After that episode, I started to realize the journey behind the posts I would flick in my daily Tumblr scrolling. Chana Joffe-Walt clearly details how much time, effort, outside help, and straight up money it takes to leave Gaza at this point, not to mention the immense mental toll on all sides of the equation and the struggle to access the internet from an active warzone. All of that effort, and these Palestinians and their friends and family members are having to take to Tumblr—an obscure platform that largely exists these days as a small weird fandom-obsessed corner of the internet—in order to raise an astonishing amount of money.

People on the small weird fandom-obsessed website, to be fair, have stepped up. Heritage posts, probably among the most top-followed blogs on the site, has taken up a few fundraisers and continually posts updates on them alongside sharing current news and other Palestine aid resources. I’ve seen many posts about the Gaza Funds website, which highlights fundraisers to donate to in order to help eliminate choice paralysis, and some about Decolonize Palestine, which provides accessible information about Palestine and resources to learn further. One user posted about their experience volunteering with the Crips for eSims for Gaza fundraiser, a movement dedicated to providing internet to people in Gaza. I have organically stumbled across artists who were hosting art raffles and writers who took requests from people with proof of a donation to Gaza; still other artists created original art for fundraisers to get people like me to stop scrolling and listen to a family’s story.

But I do not find myself stepping up.

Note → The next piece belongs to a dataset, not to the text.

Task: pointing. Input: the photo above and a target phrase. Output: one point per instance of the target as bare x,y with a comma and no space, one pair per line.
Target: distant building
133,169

I donate to Crips for eSims for Gaza, which feels like the bare minimum after ignoring hundreds of other cries for help. I am far from up to date on the news about Israel’s actions against Palestine and others, and I don’t try to catch up. I don’t talk about it in my circles; when the topic comes up in conversation, I pause before saying the word genocide, fearful that someone will call me out for it.

I read posts and reblog art on my silly little fandom app, and occasionally I come to a post that accuses me of inaction. It tells me that whatever I am doing now is what I would have done during the Civil Rights era: that I have chosen complicity and silence and the side of the oppressor.

I think about the lynching story Jemar Tisby told at his 2021 January Series, the same one he tells in The Color of Compromise, and my gut twists viscerally within me. I talk about Bryan Stevenson’s work with a friend and watch the video on the Legacy Sites: “Freedom Monument Sculpture Park confronts the deep and devastating tragedy of slavery and the continuing legacy that haunts our nation even today.”

I think about the upcoming theme month. I wonder how I am haunted by the injustices of this nation I live under: the ones soaked in the soil—against Black people, against indigenous people—and the ones that permeate the world—policies that fund wars, economics that value profit above all else.

I remember my own callousness, my own cowardice. I wonder if I will regret not donating more, not learning more about Gaza, not attending protests, not writing more.

I scroll past another fundraiser. I do not read it. I write this instead.